Abstract

Although mechanical methods of thromboembolic prophylaxis have proven efficacy, relatively little is known about levels of patient compliance in the usage of these devices. Based on anecdotal evidence, we hypothesised that levels of compliance are sometimes insufficient to provide adequate thromboprophylaxis in the clinical setting. We prospectively analysed the use of foot pumps in 30 orthopaedic patients undergoing lower limb arthroplasty in order to assess levels of both patient compliance and satisfaction. The study was carried out over a 5-month period. Levels of compliance were measured by using a system of random "spot checks". Each patient completed a questionnaire before discharge. Parameters investigated included comfort levels while using the device and identification of factors about the device which the patients disliked.
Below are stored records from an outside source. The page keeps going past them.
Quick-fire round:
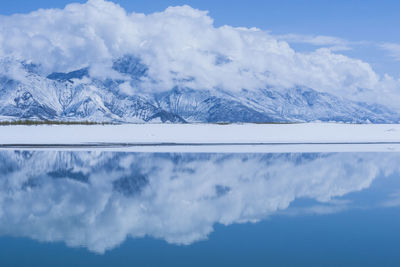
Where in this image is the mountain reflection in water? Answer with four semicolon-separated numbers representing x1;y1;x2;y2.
0;151;400;253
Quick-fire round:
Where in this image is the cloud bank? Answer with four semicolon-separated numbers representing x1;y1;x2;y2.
0;151;400;253
0;0;400;106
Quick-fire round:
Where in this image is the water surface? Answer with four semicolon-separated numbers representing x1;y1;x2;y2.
0;150;400;266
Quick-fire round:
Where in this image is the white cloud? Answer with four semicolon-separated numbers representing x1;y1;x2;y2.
275;34;353;51
0;151;399;253
0;0;400;107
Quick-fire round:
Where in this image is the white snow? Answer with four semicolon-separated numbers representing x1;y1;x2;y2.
0;123;400;152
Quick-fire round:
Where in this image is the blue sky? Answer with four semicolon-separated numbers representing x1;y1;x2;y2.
0;0;400;77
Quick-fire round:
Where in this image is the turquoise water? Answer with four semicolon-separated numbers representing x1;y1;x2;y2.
0;151;400;266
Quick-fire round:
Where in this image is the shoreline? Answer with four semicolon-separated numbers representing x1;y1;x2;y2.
0;123;400;148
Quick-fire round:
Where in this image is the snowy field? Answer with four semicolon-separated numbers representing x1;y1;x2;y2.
0;123;400;152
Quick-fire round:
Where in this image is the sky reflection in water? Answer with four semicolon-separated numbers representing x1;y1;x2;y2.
0;151;400;266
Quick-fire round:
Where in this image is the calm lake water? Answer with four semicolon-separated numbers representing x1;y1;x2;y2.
0;150;400;266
Three hundred and ninety-one measurements were made. The utilisation of the device was found to be effective in 40.2% of measurements. We detected an overall progressive decline in the level of compliance as post-operative time increased [P < 0.001, Chi-square (chi(2)) test]. The average level of patient "comfort" was 7.1 on a visual analogue scale of 0-10. Sleep disturbance was reported by 57% of patients, while 43% complained of "heat intolerance". We have also shown that compliance is significantly reduced in those who complained of "sleep disturbance" while using the foot pumps (t-test, P < 0.05). These findings suggest that satisfactory levels of compliance can be difficult to achieve in the clinical setting despite the proven efficacy in clinical trials of this device. Greater emphasis on patient education may help improve compliance. Unless compliance can be strictly enforced, it appears advisable to only use foot pumps in combination with other forms of pharmacological prophylaxis.